空室改善提案のカギは、管理会社の組織デザインから

<守備の要は「仕組み化」>

 守備的ポジション(DF)の生産性向上のカギは「仕組み化」(いつ・誰が・何回行っても、同じ品質やレベルの成果物が出来上がること)です。守備的業務に位置する多くのルーティーン業務は、仕組みで業務効率を上げやすいのが特徴です。クレーム対応など突発的な業務は別として、DFのほとんどがルーティーン業務です。属人的な能力に頼りがちですが、一度仕組みを作り上げてしまえば、あとはそのルールを徹底させることで、効率よく同じ成果が出せます。「仕組み化」にはいくつか方法がありますが、例を上げると、部署別業務マニュアル作成・テンプレート化(繰り返し使う資料のひな形作成)・IT活用(管理ソフトや独自システム)・アウトソーシングの利用などがあります。例えば、IT化の具体例ですが、当社は月間90~100件程度「解約/原状回復工事」があります。以前は十数社へ、担当別に依頼を掛けており、ルールやフローも確立されていませんでした。そこで業者を5社程度に絞り込み、ITシステムを自社で構築して、工事業者と当社との工事案件を一元管理できる仕組みを構築しました。当社から見積もり依頼と言うボタンを押すと、先方の担当にEメールが届くようになっており、そのシステムで発注依頼、工事終了後の写真の共有もできるようにしています。また、ネット環境さえあれば、全社員が全ての案件進捗を一元的に見られるます。それからアウトソーシングについては、賃貸管理業界でも少しずつ認識されつつあります。人件費との比較も重要ですが、自社のスタッフでなくてもできる「作業」は、できるだけアウトソーシングすべきです。他業界では積極的に使われるアウトソーシングという概念が、賃貸管理業ではまだまだ馴染みがありません。繰り返しになりますが、限られた人材でやるべき業務は、できるだけ「作業」ではなく、考える「仕事」をするポジションに配置すべきではないでしょうか。

<攻めの提案は「見える化」がカギ>

 新規管理受託・空室改善・リフォームなど、管理会社にとってオーナー提案を行う機会は日々あります。しかし重要な割に、その提案のほとんどが「口頭」で伝えられています。いくら良い提案や商品紹介であっても、口頭で伝えられては提案の根拠や具体性にかけます。そもそも、説明をする人によって内容にバラツキがでますし、オーナーとの間で解釈に食い違いが出ても、お互いに気付かない可能性があります。そこで提案にも「見える化」が重要なのです。「見える化」とは、一般的に見えにくい業務を誰が見ても分かるようにオープンにして行くという意味合いでよく使われます。ただし、ここで言う「見える化」とは、出来るだけ数値や文字などのビジュアルを用いて、紙面等で比較提案をすることや、分かりにくい管理業務のサービス内容を目で見て伝えることです。

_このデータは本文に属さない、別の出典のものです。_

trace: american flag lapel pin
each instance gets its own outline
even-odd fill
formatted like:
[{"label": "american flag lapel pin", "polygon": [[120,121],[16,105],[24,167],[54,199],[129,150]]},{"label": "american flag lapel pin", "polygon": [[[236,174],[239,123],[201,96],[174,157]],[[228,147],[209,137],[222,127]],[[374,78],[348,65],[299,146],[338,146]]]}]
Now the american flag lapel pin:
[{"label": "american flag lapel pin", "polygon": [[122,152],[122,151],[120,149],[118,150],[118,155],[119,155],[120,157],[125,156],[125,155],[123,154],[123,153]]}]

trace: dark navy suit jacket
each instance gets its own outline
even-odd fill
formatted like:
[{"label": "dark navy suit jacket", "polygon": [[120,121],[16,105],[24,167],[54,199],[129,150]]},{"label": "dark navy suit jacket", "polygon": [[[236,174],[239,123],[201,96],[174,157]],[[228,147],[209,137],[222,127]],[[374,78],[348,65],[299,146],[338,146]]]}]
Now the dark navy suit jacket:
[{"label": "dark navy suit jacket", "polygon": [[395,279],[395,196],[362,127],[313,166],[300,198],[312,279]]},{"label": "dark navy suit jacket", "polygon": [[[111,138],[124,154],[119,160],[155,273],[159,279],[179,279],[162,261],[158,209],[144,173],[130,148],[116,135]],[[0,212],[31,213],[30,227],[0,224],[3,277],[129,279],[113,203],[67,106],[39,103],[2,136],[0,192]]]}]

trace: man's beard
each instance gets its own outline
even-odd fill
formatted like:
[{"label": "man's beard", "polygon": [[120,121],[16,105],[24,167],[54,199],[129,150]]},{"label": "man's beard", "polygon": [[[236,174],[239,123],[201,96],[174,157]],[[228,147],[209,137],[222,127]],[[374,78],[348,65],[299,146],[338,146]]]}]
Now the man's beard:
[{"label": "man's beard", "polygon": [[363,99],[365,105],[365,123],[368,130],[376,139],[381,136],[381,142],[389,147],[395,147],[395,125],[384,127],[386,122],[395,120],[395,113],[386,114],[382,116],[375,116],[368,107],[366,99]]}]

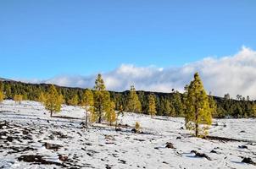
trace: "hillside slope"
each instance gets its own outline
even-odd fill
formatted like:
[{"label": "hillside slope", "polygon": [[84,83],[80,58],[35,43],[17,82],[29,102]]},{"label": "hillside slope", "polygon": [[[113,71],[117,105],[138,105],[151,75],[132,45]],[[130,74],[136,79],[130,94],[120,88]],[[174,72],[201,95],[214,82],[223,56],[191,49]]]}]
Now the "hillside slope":
[{"label": "hillside slope", "polygon": [[[0,168],[255,168],[241,161],[256,161],[256,119],[214,120],[210,135],[237,139],[223,141],[191,137],[180,117],[125,113],[116,132],[107,124],[83,128],[83,110],[76,106],[63,106],[55,116],[50,117],[38,102],[4,101]],[[142,134],[131,132],[136,121]],[[167,142],[174,149],[165,148]],[[192,150],[210,161],[195,157]]]}]

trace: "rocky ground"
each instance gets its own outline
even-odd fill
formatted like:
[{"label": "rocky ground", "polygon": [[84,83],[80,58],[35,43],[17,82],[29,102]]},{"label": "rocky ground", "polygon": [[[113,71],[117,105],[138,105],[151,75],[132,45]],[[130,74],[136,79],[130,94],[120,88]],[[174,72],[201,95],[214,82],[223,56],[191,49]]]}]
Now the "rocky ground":
[{"label": "rocky ground", "polygon": [[[0,168],[255,168],[256,119],[214,120],[208,139],[184,119],[126,113],[120,131],[83,128],[83,110],[50,117],[40,103],[0,106]],[[142,133],[135,134],[136,122]]]}]

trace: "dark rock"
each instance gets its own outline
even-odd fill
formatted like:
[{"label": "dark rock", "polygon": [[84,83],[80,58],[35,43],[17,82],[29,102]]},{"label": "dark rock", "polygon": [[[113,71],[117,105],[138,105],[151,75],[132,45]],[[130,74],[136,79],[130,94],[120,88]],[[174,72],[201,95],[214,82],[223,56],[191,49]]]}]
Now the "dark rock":
[{"label": "dark rock", "polygon": [[192,150],[191,153],[194,153],[195,157],[206,158],[207,160],[211,161],[211,159],[207,155],[205,155],[204,153],[198,153],[196,150]]},{"label": "dark rock", "polygon": [[124,160],[120,160],[120,159],[119,159],[119,161],[122,163],[122,164],[126,164],[126,161],[124,161]]},{"label": "dark rock", "polygon": [[58,160],[62,161],[67,161],[69,160],[68,156],[64,156],[63,155],[58,155]]},{"label": "dark rock", "polygon": [[131,129],[131,133],[134,133],[134,134],[136,134],[136,133],[137,133],[137,131],[136,131],[136,129],[135,129],[135,128],[132,128],[132,129]]},{"label": "dark rock", "polygon": [[246,145],[238,145],[238,148],[239,149],[248,149],[248,147]]},{"label": "dark rock", "polygon": [[22,134],[25,134],[25,135],[27,135],[27,134],[29,134],[29,132],[26,131],[26,130],[23,130],[23,131],[22,131]]},{"label": "dark rock", "polygon": [[256,162],[254,162],[251,158],[243,158],[242,162],[247,163],[247,164],[252,164],[253,166],[256,166]]},{"label": "dark rock", "polygon": [[33,163],[39,163],[44,165],[56,165],[56,166],[62,166],[62,164],[54,161],[48,161],[42,158],[41,155],[23,155],[18,158],[19,161],[25,161],[25,162],[33,162]]},{"label": "dark rock", "polygon": [[50,144],[50,143],[45,143],[45,148],[47,150],[58,150],[60,147],[60,145],[58,144]]},{"label": "dark rock", "polygon": [[166,143],[165,148],[175,149],[173,144],[172,143],[168,143],[168,142]]}]

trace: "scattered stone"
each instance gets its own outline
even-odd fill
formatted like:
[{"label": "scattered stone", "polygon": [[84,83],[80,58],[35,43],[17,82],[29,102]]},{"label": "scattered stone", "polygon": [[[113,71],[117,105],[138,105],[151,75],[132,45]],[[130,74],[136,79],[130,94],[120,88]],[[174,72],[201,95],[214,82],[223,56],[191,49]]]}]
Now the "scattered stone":
[{"label": "scattered stone", "polygon": [[18,158],[19,161],[25,162],[34,162],[36,164],[44,164],[44,165],[56,165],[56,166],[63,166],[58,162],[48,161],[42,158],[41,155],[23,155]]},{"label": "scattered stone", "polygon": [[248,149],[247,145],[238,145],[239,149]]},{"label": "scattered stone", "polygon": [[217,152],[217,151],[215,151],[214,150],[211,150],[210,153],[214,153],[214,154],[217,154],[217,155],[220,155],[220,152]]},{"label": "scattered stone", "polygon": [[58,155],[58,160],[62,161],[67,161],[69,160],[68,156],[63,155]]},{"label": "scattered stone", "polygon": [[134,139],[134,140],[140,141],[140,142],[146,141],[145,139]]},{"label": "scattered stone", "polygon": [[247,164],[252,164],[253,166],[256,166],[256,162],[254,162],[251,158],[245,157],[242,159],[242,162],[247,163]]},{"label": "scattered stone", "polygon": [[123,163],[123,164],[126,164],[126,161],[124,161],[124,160],[120,160],[120,159],[118,159],[121,163]]},{"label": "scattered stone", "polygon": [[131,133],[136,134],[136,133],[137,133],[137,131],[136,131],[136,129],[132,128],[132,129],[131,129]]},{"label": "scattered stone", "polygon": [[58,150],[59,148],[61,148],[61,145],[58,144],[50,144],[50,143],[45,143],[45,148],[47,150]]},{"label": "scattered stone", "polygon": [[207,155],[205,155],[204,153],[198,153],[196,150],[192,150],[191,153],[194,153],[195,157],[206,158],[207,160],[211,161],[211,159]]},{"label": "scattered stone", "polygon": [[166,143],[165,148],[168,148],[168,149],[175,149],[173,144],[172,144],[172,143],[170,143],[170,142],[167,142],[167,143]]}]

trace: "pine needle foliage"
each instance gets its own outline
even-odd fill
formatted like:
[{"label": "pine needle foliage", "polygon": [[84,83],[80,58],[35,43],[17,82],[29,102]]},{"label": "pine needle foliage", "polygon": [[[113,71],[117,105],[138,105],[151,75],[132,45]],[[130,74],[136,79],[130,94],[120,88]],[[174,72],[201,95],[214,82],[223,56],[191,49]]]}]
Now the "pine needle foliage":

 例えば空室改善であれば、物件評価表という書式を利用して、良い点と改善点を「見える化」して、何が原因で空室になっているのか?という要因をはっきり示します。

『大家さん、相場よりも高いので、家賃を下げて募集をしませんか?』などと言う、根拠のわかりにくい提案をすれば、オーナーも良い気がしません。最終的にどんな商品でも「価格(賃料)が適正かどうか」が決め手ですが、それをどのように伝えるのかが重要なのです。ネットの普及により、かんたんに物件の比較がされるようになりました。消費者心理で考えれば、同じ賃料であれば、より良い条件の物件を選ぶはずです。物件の善し悪しを比較ができるように項目別に定量化すると、オーナーに理解して頂きやすくなるはずです。

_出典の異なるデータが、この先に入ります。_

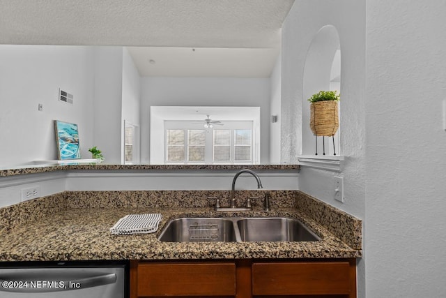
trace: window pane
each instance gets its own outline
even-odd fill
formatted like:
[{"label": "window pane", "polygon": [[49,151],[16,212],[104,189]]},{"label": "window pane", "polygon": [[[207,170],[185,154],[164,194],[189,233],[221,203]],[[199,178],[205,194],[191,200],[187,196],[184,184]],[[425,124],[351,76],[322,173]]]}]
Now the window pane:
[{"label": "window pane", "polygon": [[214,161],[231,161],[231,147],[214,146]]},{"label": "window pane", "polygon": [[230,142],[231,131],[226,129],[214,131],[214,145],[229,145]]},{"label": "window pane", "polygon": [[236,146],[234,151],[236,161],[251,161],[251,146]]},{"label": "window pane", "polygon": [[199,145],[204,146],[206,142],[206,131],[201,130],[190,130],[189,133],[189,146]]},{"label": "window pane", "polygon": [[236,129],[234,131],[236,145],[251,145],[251,130]]},{"label": "window pane", "polygon": [[132,127],[126,127],[125,128],[125,144],[133,144],[133,128]]},{"label": "window pane", "polygon": [[169,145],[183,145],[185,141],[184,130],[183,129],[168,129],[167,132],[167,146]]},{"label": "window pane", "polygon": [[184,147],[169,146],[167,147],[167,161],[184,161]]},{"label": "window pane", "polygon": [[189,161],[204,162],[204,146],[189,146]]}]

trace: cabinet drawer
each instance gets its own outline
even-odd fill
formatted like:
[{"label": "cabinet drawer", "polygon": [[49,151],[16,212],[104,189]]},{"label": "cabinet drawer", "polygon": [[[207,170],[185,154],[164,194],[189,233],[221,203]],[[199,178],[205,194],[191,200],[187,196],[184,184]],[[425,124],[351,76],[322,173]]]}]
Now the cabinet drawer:
[{"label": "cabinet drawer", "polygon": [[230,296],[236,294],[236,264],[139,264],[138,296]]},{"label": "cabinet drawer", "polygon": [[350,265],[339,262],[256,262],[254,295],[349,294]]}]

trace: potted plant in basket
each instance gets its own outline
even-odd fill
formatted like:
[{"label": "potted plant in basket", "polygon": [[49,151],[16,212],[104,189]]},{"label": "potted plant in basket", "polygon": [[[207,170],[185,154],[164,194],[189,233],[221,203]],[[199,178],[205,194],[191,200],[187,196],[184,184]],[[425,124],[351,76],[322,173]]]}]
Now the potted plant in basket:
[{"label": "potted plant in basket", "polygon": [[102,155],[102,152],[98,148],[96,148],[96,146],[90,148],[89,149],[89,151],[91,152],[91,156],[93,158],[98,159],[100,163],[104,161],[104,156]]},{"label": "potted plant in basket", "polygon": [[316,136],[332,137],[339,127],[337,91],[321,91],[308,98],[310,105],[309,126]]}]

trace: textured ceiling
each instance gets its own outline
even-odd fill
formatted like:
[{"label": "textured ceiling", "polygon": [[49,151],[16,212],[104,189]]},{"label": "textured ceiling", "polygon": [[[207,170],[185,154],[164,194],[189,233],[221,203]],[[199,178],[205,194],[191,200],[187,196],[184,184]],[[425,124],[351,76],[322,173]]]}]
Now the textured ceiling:
[{"label": "textured ceiling", "polygon": [[[270,50],[276,50],[275,59],[282,23],[293,1],[0,0],[0,44],[261,48],[267,50],[253,51],[253,59],[248,61],[245,54],[229,61],[231,53],[220,56],[217,54],[221,52],[213,51],[213,61],[220,66],[233,63],[238,66],[233,71],[252,68],[262,60],[270,67]],[[131,51],[135,62],[136,51]],[[208,68],[215,67],[206,60],[211,52],[201,51],[208,57],[200,58],[207,61]],[[176,59],[185,61],[187,57]],[[138,66],[140,73],[142,67]],[[183,67],[190,66],[186,64]],[[263,76],[259,72],[264,70],[254,71]],[[242,76],[246,75],[250,75]]]}]

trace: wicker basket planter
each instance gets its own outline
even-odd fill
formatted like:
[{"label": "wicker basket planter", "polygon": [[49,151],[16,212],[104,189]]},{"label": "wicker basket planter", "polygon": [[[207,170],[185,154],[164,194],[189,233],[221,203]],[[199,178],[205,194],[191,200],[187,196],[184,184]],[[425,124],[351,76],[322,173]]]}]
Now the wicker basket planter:
[{"label": "wicker basket planter", "polygon": [[312,103],[309,127],[314,135],[334,135],[339,127],[337,101],[323,100]]}]

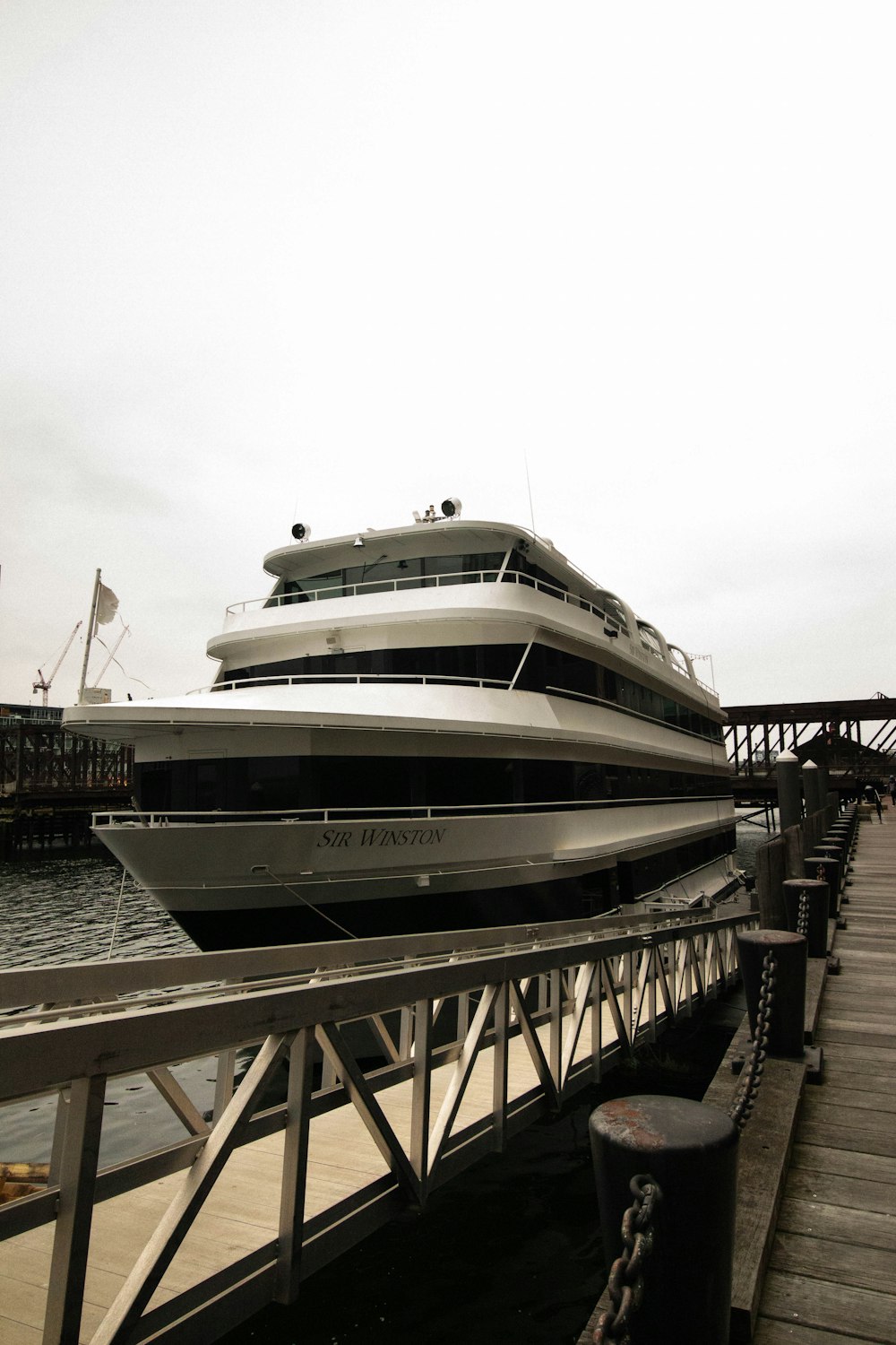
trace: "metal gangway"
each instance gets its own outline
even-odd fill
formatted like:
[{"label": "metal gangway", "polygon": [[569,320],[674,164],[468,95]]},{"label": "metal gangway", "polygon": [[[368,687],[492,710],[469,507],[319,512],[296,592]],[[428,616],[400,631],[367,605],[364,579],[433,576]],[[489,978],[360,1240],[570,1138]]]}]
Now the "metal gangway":
[{"label": "metal gangway", "polygon": [[[0,1134],[5,1107],[55,1096],[46,1186],[0,1205],[0,1336],[212,1341],[294,1302],[302,1278],[727,990],[756,924],[743,904],[633,908],[0,972]],[[206,1114],[177,1079],[191,1060],[214,1069]],[[183,1138],[101,1165],[103,1104],[138,1075]]]}]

 これから数ヶ月で、また繁忙期がやって来ます。賃貸需要が大幅に高まり、入居率を改善する機会がこの数ヶ月間です。このチャンスを活かすためには、組織全体を見渡して、あらかじめオーナー提案の時間を確保できる体制を整えることが大切です。技術的なことや、人の能力だけではなく、人材の特性を活かし最適な組織デザインをすることが、積極的なオーナー提案をするためのフィールド作りではないでしょうか。